Bremer pareció desconcertada por su vehemencia.
—Nada. Solo que si le ha puesto una ligadura en el cuello es que la tenía muy cerca. Distancia forense, quiero decir. Quizás ha dejado algún resto.
—Necesitaba refrescarme, simplemente. —Se abrió la puerta en ese momento; Fabel saludó a Werner al verlo entrar—. Me sentía medio grogui por lo que me ha inyectado.
—Ya veo… —Bremer lo observó—. ¿Se encuentra bien ahora?
—Sí, estoy bien.
—Se te ve desencajado, Jan —dijo Werner—. El médico del cuerpo está aquí. Quiere examinarte.
—Ya he dicho que estoy bien. —Alzar la voz solo le sirvió para aumentar el volumen de su dolor de cabeza—. De acuerdo, quizá sí debería echarme un vistazo.
—Hemos de averiguar qué le ha inyectado —dijo Bremer—. Supongo que el médico querrá hacerlo, pero me gustaría practicar mis propios análisis. ¿Le importa que le saque una muestra de sangre?

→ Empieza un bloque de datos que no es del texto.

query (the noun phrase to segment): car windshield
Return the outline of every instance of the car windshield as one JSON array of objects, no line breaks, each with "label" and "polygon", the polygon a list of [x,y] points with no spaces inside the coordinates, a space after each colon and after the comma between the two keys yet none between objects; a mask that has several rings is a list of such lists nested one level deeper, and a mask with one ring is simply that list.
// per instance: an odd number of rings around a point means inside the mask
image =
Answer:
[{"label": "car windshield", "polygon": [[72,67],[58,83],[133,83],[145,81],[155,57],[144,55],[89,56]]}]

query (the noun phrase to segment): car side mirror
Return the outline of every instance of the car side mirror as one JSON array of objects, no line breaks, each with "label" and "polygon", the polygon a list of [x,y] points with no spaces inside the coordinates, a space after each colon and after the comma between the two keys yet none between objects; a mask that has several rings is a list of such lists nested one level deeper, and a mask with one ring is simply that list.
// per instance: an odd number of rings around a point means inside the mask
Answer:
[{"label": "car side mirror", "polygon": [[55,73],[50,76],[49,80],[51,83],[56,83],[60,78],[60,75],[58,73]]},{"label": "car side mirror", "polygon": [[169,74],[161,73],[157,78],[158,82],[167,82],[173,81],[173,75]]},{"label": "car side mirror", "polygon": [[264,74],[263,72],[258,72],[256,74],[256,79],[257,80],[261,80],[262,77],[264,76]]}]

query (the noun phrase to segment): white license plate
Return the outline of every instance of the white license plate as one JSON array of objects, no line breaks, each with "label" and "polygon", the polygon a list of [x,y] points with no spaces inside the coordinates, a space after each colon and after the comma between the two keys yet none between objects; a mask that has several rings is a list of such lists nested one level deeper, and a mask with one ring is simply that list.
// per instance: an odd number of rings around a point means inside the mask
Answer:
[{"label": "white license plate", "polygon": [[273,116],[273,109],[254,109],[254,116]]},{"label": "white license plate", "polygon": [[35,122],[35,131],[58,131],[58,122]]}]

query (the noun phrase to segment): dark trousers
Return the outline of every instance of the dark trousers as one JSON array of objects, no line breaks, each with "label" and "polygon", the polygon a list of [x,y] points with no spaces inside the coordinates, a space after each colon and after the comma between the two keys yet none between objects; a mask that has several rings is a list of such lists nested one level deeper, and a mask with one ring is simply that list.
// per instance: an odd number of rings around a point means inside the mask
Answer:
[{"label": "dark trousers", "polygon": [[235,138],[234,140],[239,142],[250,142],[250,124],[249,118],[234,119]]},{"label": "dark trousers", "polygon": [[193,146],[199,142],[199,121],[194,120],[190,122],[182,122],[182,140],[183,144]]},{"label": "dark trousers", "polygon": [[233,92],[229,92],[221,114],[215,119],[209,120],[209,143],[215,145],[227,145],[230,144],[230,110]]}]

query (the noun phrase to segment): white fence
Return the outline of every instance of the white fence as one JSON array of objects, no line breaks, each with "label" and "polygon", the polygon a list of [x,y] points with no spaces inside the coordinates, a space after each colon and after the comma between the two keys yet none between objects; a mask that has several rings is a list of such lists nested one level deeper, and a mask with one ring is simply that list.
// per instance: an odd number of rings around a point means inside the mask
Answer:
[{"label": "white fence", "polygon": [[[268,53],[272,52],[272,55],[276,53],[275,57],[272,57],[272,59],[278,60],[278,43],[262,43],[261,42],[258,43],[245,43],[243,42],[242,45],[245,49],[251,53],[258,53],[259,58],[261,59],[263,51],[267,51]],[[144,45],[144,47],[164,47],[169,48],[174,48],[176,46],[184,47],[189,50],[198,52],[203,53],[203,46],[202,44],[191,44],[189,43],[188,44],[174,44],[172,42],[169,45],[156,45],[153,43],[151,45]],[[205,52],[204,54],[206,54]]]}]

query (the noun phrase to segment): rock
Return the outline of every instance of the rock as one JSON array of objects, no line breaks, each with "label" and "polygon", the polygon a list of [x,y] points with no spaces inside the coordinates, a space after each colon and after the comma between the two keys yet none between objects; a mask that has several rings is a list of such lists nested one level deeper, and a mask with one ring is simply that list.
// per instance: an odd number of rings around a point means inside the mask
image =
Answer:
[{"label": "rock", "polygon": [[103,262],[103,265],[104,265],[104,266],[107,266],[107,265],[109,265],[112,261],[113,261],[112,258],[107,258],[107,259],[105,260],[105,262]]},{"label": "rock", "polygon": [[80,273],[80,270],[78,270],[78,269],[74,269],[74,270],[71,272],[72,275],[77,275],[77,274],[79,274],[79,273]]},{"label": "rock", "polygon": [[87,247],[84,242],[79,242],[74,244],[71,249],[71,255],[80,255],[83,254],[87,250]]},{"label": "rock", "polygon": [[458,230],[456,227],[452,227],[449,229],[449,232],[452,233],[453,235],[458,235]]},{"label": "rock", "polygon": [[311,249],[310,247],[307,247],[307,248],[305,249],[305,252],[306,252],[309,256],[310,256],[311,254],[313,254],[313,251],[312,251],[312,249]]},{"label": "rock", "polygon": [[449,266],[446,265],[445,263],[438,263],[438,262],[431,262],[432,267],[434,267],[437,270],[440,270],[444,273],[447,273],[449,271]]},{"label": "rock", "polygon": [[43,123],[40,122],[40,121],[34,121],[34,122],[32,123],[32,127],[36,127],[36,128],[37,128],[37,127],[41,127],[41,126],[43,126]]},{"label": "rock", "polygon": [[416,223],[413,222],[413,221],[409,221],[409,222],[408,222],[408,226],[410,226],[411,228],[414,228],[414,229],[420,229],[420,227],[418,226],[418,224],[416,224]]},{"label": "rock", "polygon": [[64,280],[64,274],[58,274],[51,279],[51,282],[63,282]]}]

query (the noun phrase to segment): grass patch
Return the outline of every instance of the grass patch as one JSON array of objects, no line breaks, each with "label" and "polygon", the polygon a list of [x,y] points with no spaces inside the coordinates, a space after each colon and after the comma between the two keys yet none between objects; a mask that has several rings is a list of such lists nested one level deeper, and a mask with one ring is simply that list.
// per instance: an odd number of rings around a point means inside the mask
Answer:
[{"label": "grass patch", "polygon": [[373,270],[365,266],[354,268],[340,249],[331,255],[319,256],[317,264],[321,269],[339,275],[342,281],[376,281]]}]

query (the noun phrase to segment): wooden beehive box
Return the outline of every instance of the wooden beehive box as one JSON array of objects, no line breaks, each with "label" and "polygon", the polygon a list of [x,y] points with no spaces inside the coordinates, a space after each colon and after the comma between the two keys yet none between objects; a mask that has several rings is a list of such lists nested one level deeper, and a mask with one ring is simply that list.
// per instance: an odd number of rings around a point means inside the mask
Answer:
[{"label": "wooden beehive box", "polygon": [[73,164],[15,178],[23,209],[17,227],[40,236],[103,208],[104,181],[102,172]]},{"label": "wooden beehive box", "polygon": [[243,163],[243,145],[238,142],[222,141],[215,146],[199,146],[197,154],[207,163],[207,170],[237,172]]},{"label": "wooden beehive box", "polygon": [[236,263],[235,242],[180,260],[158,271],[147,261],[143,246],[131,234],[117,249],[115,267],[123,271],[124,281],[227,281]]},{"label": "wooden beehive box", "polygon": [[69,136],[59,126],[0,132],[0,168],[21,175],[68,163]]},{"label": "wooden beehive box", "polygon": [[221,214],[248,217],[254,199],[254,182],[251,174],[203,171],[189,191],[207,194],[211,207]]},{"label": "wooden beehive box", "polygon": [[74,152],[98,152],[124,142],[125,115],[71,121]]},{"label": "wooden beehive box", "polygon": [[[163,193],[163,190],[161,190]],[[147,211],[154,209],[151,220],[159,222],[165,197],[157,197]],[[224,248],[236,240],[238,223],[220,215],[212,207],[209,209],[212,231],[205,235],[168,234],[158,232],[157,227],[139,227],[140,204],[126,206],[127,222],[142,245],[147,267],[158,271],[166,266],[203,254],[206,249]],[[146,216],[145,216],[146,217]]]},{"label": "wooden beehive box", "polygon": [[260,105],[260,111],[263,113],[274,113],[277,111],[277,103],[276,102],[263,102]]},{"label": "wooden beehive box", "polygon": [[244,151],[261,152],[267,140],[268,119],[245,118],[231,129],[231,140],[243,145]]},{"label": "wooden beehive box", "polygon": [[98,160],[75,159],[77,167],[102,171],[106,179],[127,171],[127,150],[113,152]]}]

—Está bien —dijo Fabel con impaciencia, arremangándose la camisa—. Adelante.
—Tendrá que dejar que el médico le haga otra extracción para efectuar el análisis de HIV; es la práctica habitual cuando cualquier agente de la Polizei recibe el pinchazo de una aguja. Obviamente está pensado para el caso de accidentes al registrar a drogadictos. Pero, en fin, son las normas… —Le tomó la muestra—. ¿Sabe en qué otras habitaciones ha entrado? Dejando aparte el dormitorio, quiero decir.
—¿Adónde quieres ir a parar? ¿Te crees que la he agasajado primero?
—Calma,
Chef
—dijo Werner—. Astrid está haciendo su trabajo.
—No pretendía decir nada, Herr Fabel —dijo Bremer con repentina formalidad.
—Perdona, Astrid. —Fabel se frotó el cuello—. Ha sido una noche difícil. ¿Qué hora es?
—Las cinco y veinte —dijo Werner.
—Mierda. En cuanto termine con el matasanos, tú y yo hemos de irnos al Präsidium. Hay que dejarlo todo preparado para la operación del Alsterpark.
—¿Seguimos adelante? —preguntó Werner—. Vamos, ya sé lo que ella le ha dicho, pero no sería muy arriesgado suponer que su visitante era la Valquiria.
—No, Werner. Era Liane Kayser la que se ha presentado aquí. Todo el sentido de su visita se reduce a dejarme bien claro que ella no era la asesina a sueldo de Drescher.
—¿Sabía que Drescher está muerto?
—No lo sé —dijo Fabel—. No ha dicho nada que lo indicara. Pero desde luego estaba segura de que yo sabría de quién hablaba cuando ha mencionado su nombre. Una cosa está clara: ella no es la Valquiria. Esa es Anke Wollner. Liane Kayser ha venido porque tiene una vida que proteger. No se le ha escapado nada. Bueno, sí se le ha escapado una cosa. Suponiendo que haya sido sin querer.
—¿Qué?
—Tengo la sensación de que sufrió abusos de niña. O una violación. No sé, algún trauma que cambió su personalidad y la convirtió en una candidata idónea para el Proyecto Valquiria.